"Six-and-twelve" score for outcome prediction of hepatocellular carcinoma following transarterial chemoembolization. In-depth analysis from a multicenter French cohort.

The "six-and-twelve" (6&12) score is a new hepatocellular carcinoma (HCC) prognostic index designed for recommended transarterial chemoembolization (TACE) candidates. Quick and easy to use by the sum of tumor size (cm) and number, this model identifies three groups with different survival time (the sum is ≤ 6; or > 6 but ≤ 12; or > 12); a survival benefit with TACE can be expected for HCC patients with a score not exceeding twelve. Recently, Wang ZW et al showed that the "6&12" model was the best system correlated with radiological response after the first TACE. Thus, we wanted to assess its survival prediction ability as well as its prognostic value and compared it to other systems (Barcelona Clinic Liver Cancer, Hong Kong Liver Cancer (HKLC) staging, Albumin-Bilirubin grade, tumor nodularity, infiltrative nature of the tumor, alpha-fetoprotein, Child-Pugh class, and Performance Status score, Cancer of the Liver Italian Program, Model to Estimate Survival for HCC scores, up-to-seven criteria) different from Wang ZW et al study in a multicenter French cohort of HCC including only recommended TACE candidates retrospectively enrolled. As previously demonstrated, we show that the "6&12" score can classify survival within this French cohort, with a prognostic value comparable to that of other systems, except HKLC staging. More importantly, the "6&12" score simplicity and ability in patients' stratification outperform other systems for a routine clinical practice. ©The Author(s) 2020. Published by Baishideng Publishing Group Inc. All rights reserved.

Core tip: Not all-intermediate stage hepatocellular carcinoma (HCC) benefit from transarterial chemoembolization (TACE). The recent “six-and-twelve” (6&12) score is an easy to use prognostic model that ensure a quick and appropriate patient’ selection before the first TACE in Chinese cohorts. In this multicenter French cohort of HCC, the “6&12” score can also classify survival among recommended TACE candidates with a good prognostic performance. It may help clinicians in routine clinical practice.

TO THE EDITOR

We have read with great interest the study by Wang et al[1] who assessed and compared different prognostic models for hepatocellular carcinoma (HCC) patients undergoing transarterial chemoembolization (TACE) treatment, especially the latest “six-and-twelve” (6&12) score[2] within a nationwide Chinese HCC cohort (n = 1107). Increased survival after TACE is correlated with radiological response[3,4] and this study shows that the “6&12” index is the best system correlated with radiological response after the first TACE. The study population was more heterogeneous than the population used to develop the score, including patients with slightly altered performance status (PS) and logically a model like the 3rd version of the hepatoma arterial-embolization prognostic score[5] (which include liver function parameters) had a higher predictive value for survival.

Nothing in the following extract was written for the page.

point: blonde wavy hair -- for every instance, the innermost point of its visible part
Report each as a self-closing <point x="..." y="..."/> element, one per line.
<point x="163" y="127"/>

However, simplicity (using two cut-off values for risk stratification) and presumed reliability of the “6&12” score have convinced us to assess once again[6] the reproducibility and the predictive value of this new model in a multicenter French cohort of HCC patients including only recommended TACE candidates (n = 324) ie intermediate and early unresectable stages according to the treatment stage migration concept. We compared it to other systems different from Wang et al[1]’s study (Barcelona Clinic Liver cancer[7] (BCLC) staging, Child-Pugh (CP) class, Albumin-Bilirubin[8] (ALBI) grade, NIACE[9] [tumor nodularity, infiltrative nature of the tumor, alpha-fetoprotein (AFP), CP class, and PS] score (Table 1)) using time-dependent area under receiver operating characteristic curve (AUROC) values and C-indices.

Table 1

Summary of points-based scores

CLIP (0 to 7 points)			MESH (0 to 6 points)		NIACE (0 to 7 points)
Portal vein thrombosis		1 point	Tumor extent: Beyond Milan criteria	1 point	Tumor nodules ≥ 3	1 point
AFP ≥ 400 ng/mL		1 point	Vascular invasion and/or Extrahepatic spread	1 point	Infiltrative HCC	1.5 points
					Nodular HCC	0 point
Child-Pugh grade	A	0 point	PS ≥ 2	1 point	AFP ≥ 200 ng/mL	1.5 points
	B	1 point	Child-Pugh grade ≥ A6	1 point
	C	2 points
Tumor extent	Unidolar and extension ≤ 50%	0 point	AFP ≥ 20 ng/mL	1 point	Child-Pugh grade A	0 point
	Multinodular and extension ≤ 50%	1 point	Alkaline phosphatase ≥ 200 IU/l	1 point	Child-Pugh grade B	1.5 points
	Massive or extension > 50%	2 points			PS ≥ 1	1.5 points

CLIP: Cancer of the Liver Italian Program; MESH: Model to Estimate Survival for Hepatocellular carcinoma; NIACE: Tumor nodularity, infiltrative nature of the tumor, alpha-fetoprotein, Child-Pugh class, and performance status.

Patients were retrospectively enrolled over a six years period in two centers (Marseille, Nancy). Demographic and clinical characteristics of HCC patients are shown in Table 2. HCC patients were mostly male (85%), with a median of age of 68 years. Cirrhosis was present in 96% of cases, CP class A (77%), CP class B7 (23%). Underlying liver disease was mostly related to alcohol abuse (38%) or viral C hepatitis (40%). Patients were BCLC stage B (n = 179), BCLC stage A (n = 145). HCC were multinodular in 71% of cases and the median tumor diameter was 35 mm (25-50). The mean session number of conventional TACE was 2.7 ± 1.8.

Table 2

Baseline characteristics of hepatocellular carcinoma patients undergoing transarterial chemoembolization treatment, n (%)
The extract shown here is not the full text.